Assuming the existence of the above entry in /etc/lilo.conf the revised kernel is already correctly located at the end of compilation, and it can be installed via the following command:

lilo
    

Having done that, the reader needs to follow the further steps relevant to their selected distribution, as follows:


5.1. Configuring Debian or RedHat for Modules

Prior to carrying out the steps listed here, the steps listed in "Recompiling the Kernel for Modules" are assumed to have been carried out.

The Debian and RedHat distributions have identical boot procedures, so also have identical procedures for configuring modules into them.

  1. Having logged in as root, use your favourite text editor to create a new file called /etc/rc.d/init.d/modules.init with the following contents therein:

    # Modules initialisation.
    #
    # Start up the module auto-loading daemon.
    /sbin/kerneld
    
    # Mount all currently unmounted auto-mounted partitions.
    /sbin/mount -a
              
    
  2. Having created the above file, perform the following steps whilst logged on as root:

    cd /etc/rc.d
    chmod 755 init.d/*
    cd rc3.d
    ln -s ../init.d/modules.init 05modules.init
              
    

The system can now be rebooted, and on doing so, it will be found that modules are fully implemented


5.2. Configuring Slackware for Modules

Prior to carrying out the steps listed here, the steps listed in "Recompiling the Kernel for Modules" are assumed to have been carried out.

The file /etc/rc.d/rc.M needs to be edited as follows:

  1. Around line 18, there is a section reading as follows:

    # Screen blanks after 15 minutes idle time.
    /bin/setterm -blank 15
              
    

    Immediately after this, insert the following paragraph, with the usual blank lines either side of it:

    # Load the kernel module auto-loader.
    /sbin/kerneld
              
    
  2. About 12 lines further down is the following:

    # if there is no /etc/HOSTNAME, fall back on this default:
              
    

    Immediately prior to this, insert the following paragraph, again with the usual blank lines either side of it:

    # Mount remaining unmounted auto-mount drives.
    /sbin/mount -a
              
    

When those changes have been made, save the file.

No further modifications are required for Slackware.


5.3. Configuring Other Distributions for Modules

Prior to carrying out the steps listed here, the steps listed in "Recompiling the Kernel for Modules" are assumed to have been carried out.

The precise procedure for other distributions has not been ascertained, but is probably one of the above. To determine which one, display a directory of the contents of the /etc/rc.d directory, as follows:

cd /etc/rc.d
ls -l *.d rc.*
      

From this resulting display, you can select one of the following three options:

  1. If this list includes a directory named init.d and some directories with names matching rc?.d where the question mark is replaced by single digits, and does NOT include a file with the name rc.M, that distribution can be configured for modules by following the procedure listed under the title "Configuring Debian or RedHat for Modules".

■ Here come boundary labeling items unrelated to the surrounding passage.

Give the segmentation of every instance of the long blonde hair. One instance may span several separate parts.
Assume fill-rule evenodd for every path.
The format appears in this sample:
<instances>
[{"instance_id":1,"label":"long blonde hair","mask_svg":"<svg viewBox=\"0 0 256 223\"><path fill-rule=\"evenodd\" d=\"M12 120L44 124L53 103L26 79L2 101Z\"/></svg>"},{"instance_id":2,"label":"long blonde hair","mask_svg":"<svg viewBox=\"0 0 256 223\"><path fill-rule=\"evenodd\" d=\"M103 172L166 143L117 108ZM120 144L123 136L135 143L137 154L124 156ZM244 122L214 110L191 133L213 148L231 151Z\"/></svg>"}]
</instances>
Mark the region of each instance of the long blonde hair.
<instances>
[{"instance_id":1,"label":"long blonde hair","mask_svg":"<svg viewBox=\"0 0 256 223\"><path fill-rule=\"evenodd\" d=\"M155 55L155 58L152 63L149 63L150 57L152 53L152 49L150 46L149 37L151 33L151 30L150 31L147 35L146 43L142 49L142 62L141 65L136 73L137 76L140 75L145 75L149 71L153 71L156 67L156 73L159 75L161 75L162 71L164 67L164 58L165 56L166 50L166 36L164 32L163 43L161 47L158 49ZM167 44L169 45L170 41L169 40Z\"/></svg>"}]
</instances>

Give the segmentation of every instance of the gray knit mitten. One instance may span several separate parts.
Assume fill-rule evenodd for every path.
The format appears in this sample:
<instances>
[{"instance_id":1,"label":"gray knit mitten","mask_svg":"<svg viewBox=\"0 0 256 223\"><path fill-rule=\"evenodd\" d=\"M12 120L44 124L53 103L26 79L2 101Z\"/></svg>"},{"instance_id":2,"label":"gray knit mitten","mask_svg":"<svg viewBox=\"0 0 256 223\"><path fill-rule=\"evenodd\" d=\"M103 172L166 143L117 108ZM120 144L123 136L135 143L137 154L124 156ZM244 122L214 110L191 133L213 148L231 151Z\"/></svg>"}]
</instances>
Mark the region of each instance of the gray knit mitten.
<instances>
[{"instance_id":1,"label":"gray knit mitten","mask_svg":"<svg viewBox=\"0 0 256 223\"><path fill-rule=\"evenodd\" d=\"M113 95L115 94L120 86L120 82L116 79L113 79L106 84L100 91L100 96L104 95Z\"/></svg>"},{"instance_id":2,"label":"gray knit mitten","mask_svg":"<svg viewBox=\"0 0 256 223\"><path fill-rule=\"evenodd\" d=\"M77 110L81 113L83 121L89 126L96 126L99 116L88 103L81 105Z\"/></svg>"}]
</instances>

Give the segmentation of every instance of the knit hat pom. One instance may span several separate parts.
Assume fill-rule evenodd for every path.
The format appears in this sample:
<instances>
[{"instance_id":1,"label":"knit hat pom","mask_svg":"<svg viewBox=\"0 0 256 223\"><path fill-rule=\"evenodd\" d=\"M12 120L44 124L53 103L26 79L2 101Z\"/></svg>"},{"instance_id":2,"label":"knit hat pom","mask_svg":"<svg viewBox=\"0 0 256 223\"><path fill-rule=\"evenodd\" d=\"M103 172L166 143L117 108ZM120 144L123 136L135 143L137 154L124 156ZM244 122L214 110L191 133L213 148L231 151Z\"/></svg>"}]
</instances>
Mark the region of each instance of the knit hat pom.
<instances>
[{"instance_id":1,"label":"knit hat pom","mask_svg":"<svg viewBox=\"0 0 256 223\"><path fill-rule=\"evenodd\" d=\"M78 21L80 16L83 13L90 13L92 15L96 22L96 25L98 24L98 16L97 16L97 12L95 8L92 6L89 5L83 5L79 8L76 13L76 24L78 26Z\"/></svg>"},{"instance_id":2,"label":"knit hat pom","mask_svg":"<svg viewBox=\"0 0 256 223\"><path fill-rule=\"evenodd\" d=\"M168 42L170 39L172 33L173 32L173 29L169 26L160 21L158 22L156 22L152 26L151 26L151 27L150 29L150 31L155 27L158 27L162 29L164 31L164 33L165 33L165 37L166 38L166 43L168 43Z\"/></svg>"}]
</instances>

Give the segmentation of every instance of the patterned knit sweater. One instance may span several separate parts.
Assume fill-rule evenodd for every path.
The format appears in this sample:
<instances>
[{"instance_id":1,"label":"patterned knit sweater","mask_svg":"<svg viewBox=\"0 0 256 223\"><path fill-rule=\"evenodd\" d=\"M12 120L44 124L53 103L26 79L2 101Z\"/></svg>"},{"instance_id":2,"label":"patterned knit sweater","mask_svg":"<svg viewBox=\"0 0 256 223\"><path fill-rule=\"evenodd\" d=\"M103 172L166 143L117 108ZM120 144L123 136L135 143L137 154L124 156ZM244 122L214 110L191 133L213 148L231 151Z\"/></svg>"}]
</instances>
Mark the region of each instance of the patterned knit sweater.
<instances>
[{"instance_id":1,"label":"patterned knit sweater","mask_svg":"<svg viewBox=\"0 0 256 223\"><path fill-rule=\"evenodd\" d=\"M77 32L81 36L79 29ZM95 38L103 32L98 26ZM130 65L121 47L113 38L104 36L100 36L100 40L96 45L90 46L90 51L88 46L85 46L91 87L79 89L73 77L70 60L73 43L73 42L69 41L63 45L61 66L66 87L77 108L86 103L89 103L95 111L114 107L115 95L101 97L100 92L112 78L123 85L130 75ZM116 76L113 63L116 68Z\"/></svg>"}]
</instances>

  2. If this list does not include a directory named init.d but includes a file named rc.M then that distribution can be configured for modules by following the procedure listed under the title "Configuring Slackware for Modules".

  3. If this list matches neither of the above criteria, then the distribution has a boot script not covered by this HowTo. In that case, you are invited to contact the author of this document for advice.